After building a few chairs I’ve decided to tweak the original design – partly for aesthetics and partly for stability. My original sketch mimicked a seven-stick comb back but now I think I want the comb to sit lower on the chair. I’m also rethinking the arm – do I want a full arm with a shoe on it, or do I want it to be more like a Gibson chair, with two disconnected arms? How should the hands look? How long will the comb be? How many damn sticks am I gonna have to shape?
I ran with a lowback idea for a little while.
And then a design more like the Irish chair I painted a hare on.
I also experimented with the height.
I want to have fun with this chair but I don’t want the chair to be funny. I’m not gonna go balls to the walls and make the hands look like paws or put a voice box in the seat so that it meows every time you sit in it (but I might give the chair a butthole… sue me). The chair still needs some sophistication to it so it doesn’t look like a total joke of a chair in 80 years.
Then comes the dilemma with a three-legged chair: wobbles. And to fix the wobble problem I have to have a particular seat shape. Stable three-legged chairs always have a triangular seat so that weight can be distributed evenly.
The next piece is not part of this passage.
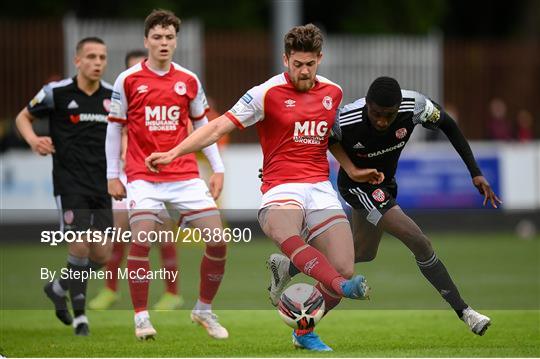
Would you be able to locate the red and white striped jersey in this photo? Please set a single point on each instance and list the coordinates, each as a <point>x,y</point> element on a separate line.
<point>156,108</point>
<point>293,127</point>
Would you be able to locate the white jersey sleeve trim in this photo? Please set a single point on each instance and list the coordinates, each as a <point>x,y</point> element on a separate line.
<point>250,107</point>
This is not what I had in mind for this chair, but I’m committed to three legs so triangle-ish it is. Switching gears with the seat shape means I have to tweak the arms, too. I still need to decide how much of a bend I want them to have and how far out I should put them compared to the seat.
My biggest worry besides wobbliness is the seat being too shallow or narrow, but there’s plenty of scrap for me to make full-size prototypes and force everyone I know to sit in them.
I’ve been shaking in my boots about this fourth chair. Designing my own piece of furniture is the most daunting thing I’ve done to date. I find myself turning to Kale a lot, asking how they even began this process. In doing so they’ve gotten pretty good at telling me to calm the f*ck down in a polite way.
I’ve come to the conclusion that I just have to start the damn thing and fail until I succeed. There’s one thing that really keeping me going, though: the promise of getting matching tattoos of the Bean Chair sketch with my dad. It only took a decade to convince him it’s cool to get tattoos at any age. And yes, he seems a little nervous and is probably kicking himself about making this promise.
–Katherine







This is the most interesting and inspiring substack post I’ve ever read. I look forward to reading more posts as the chair manifests itself into reality.
I love where you're going with the design. It'll be interesting to hear how they sit once you start making prototypes.